宗教なら、人によって向き不向き、好き嫌いはあろうが、ともかくそうした目的を担っている。

 相手の気を害さないように、タイミングを見て、唐突にシンプルにこう言ってみた。
「哲学をしてきて、いま何かいいことがあったと思う?」

彼はむろん頭脳明晰で、律儀、くそまじめ、といった性格だが、日常会話では天然ボケのようなところがある。本人はまっとうに対応しているつもりでも、どこかはぐらかすような答がかえってくるのだ。ぴんぼけのような、拍子抜けのようなことをよく言う。

 さて、どんな答がかえってくるのか?
 ボクは内心、この問いかけは簡単に見えて、じつはなかなかの難問であろうと自負みたいなものがあった。一般的な抽象論ならいくらでもフレーズは浮かぶだろうが、個人の日常的な具体的な苦悩に対して哲学はどんな具体的な処方箋を出すことができるのか。試してみたい気がした。

さすがの彼も困惑するに違いない。 
彼はいつもの緊張感の乏しい、ふにゃふにゃした表情で5秒ほど思案してからいつもより饒舌にすらすらと話し始めた。

「あのね、哲学いうのは、考えて考えて考え抜くんです。考えたあげく答えがみつからなくても、考えたからもういい、それで仕事は終わったのだ、やるべきことはすませたのだ、と離れることができるんです。それが不自然でない。全力を尽くしたあとの満足感みたいなものがあるんです。答えがないという答えが出て、問題は解決したんです。」

  • ――答えがないという答えが出て、そのあとどうするのですか?

「どうもしないの。もうぽかーんとしておればいい、放っといていい、考えるだけ考えたのだからそれで許される、みたいなところがあるんです。悲しいことは悲しいままで放り出しておいていいのだ。自分の義務は終わったのだ、そういう心境になれるところが哲学をしてよかったとおもえることでしょうか」

ボクがどこまでこの言葉の真意を理解できたのか自信はないが、しかし、深いところで伝わってくるものがあった。

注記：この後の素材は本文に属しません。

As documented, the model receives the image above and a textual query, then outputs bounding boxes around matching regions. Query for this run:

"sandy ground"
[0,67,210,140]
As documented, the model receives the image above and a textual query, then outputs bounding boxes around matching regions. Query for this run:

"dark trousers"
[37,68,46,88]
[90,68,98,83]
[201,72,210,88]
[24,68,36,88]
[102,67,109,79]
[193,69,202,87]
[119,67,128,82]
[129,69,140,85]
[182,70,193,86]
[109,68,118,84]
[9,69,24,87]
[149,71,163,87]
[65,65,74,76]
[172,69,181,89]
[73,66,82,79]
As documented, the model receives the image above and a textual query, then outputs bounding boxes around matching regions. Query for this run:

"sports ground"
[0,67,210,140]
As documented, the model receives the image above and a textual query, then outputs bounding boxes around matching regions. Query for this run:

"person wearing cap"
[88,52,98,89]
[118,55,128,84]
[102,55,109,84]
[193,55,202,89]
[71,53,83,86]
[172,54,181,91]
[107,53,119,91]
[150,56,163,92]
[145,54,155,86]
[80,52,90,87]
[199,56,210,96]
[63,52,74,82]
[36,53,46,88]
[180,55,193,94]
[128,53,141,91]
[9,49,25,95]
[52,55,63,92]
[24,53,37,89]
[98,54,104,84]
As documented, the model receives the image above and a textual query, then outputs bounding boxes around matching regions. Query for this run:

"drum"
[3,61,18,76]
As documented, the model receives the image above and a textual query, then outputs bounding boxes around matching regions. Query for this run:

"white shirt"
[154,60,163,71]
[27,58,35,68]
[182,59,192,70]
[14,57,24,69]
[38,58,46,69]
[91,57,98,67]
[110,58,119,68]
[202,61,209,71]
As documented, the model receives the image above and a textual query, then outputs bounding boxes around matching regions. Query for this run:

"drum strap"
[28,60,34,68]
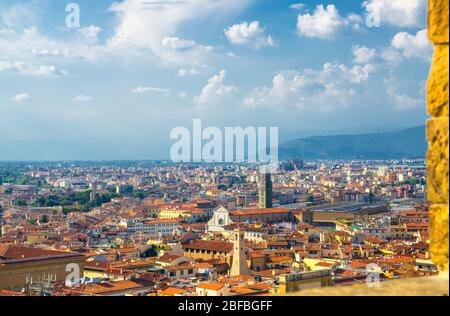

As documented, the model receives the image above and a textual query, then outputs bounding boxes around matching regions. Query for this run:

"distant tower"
[258,173,273,208]
[230,229,251,277]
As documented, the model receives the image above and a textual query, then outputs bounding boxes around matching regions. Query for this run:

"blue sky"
[0,0,432,160]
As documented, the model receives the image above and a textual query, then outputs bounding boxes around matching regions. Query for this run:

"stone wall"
[427,0,449,271]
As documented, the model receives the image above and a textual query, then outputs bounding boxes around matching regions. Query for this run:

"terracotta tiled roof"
[184,240,233,252]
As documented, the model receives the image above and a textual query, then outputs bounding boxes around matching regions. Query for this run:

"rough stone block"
[428,0,448,44]
[427,117,449,203]
[427,45,449,116]
[430,204,449,271]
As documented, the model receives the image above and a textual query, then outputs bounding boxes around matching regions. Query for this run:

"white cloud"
[244,63,375,111]
[11,93,31,103]
[72,94,93,103]
[289,3,306,10]
[363,0,427,27]
[391,30,433,60]
[79,25,102,41]
[0,60,67,77]
[225,21,276,49]
[195,70,238,105]
[177,68,200,77]
[131,87,170,95]
[0,26,106,67]
[352,45,376,64]
[297,4,362,39]
[108,0,254,64]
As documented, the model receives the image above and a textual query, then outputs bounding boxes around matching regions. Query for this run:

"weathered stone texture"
[427,0,449,271]
[427,45,449,116]
[430,204,449,271]
[428,0,448,44]
[427,117,449,203]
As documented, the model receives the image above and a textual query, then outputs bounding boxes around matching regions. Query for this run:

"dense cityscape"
[0,160,438,296]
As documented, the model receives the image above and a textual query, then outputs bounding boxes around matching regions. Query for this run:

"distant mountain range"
[279,126,427,160]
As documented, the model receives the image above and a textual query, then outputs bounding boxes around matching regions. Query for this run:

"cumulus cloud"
[363,0,427,27]
[391,30,433,60]
[244,63,375,110]
[225,21,276,49]
[79,25,102,41]
[297,4,362,39]
[352,29,433,65]
[195,70,239,105]
[352,45,377,64]
[131,87,170,95]
[108,0,254,64]
[11,93,31,103]
[289,3,306,10]
[72,94,93,103]
[177,68,200,77]
[0,60,67,77]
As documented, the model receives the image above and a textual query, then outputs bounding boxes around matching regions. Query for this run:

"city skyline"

老いた元哲学教授を知っている。ふた言めにはソクラテスを口にし、哲学の知識をひけらかすが、日常の生活ぶりはソクラテスからおよそかけ離れて小心で裏表を使い分け、陰口を好み、肩書とお金にこだわる。哲学する人柄と知識はかくも乖離するものかと驚いた。哲学することとその人柄を同じように見ようとしたボクの甘さと無知を大いに反省したものだ。

クセのある個性的な哲学者で知られる中島義道さんは著書『哲学の教科書』の中で、「日本には哲学研究者や哲学評論家はあふれているが、哲学者は数えるほどしかいない」と書いている。オリジナルな考えがなく、過去の学説を紹介しているだけというのである。そして哲学者とは「時間や存在や自由や自我などについてのさまざまな理論でなく、全身をもってこうした事柄そのものと格闘しその戦記を血の言葉で語る人のことです。」といい、ニーチェハイデガーヴィトゲンシュタイン、西田幾太郎、田辺元らをあげている。

 彼Aもまた、いま全身で格闘しているのだ、とそのときボクは確信した。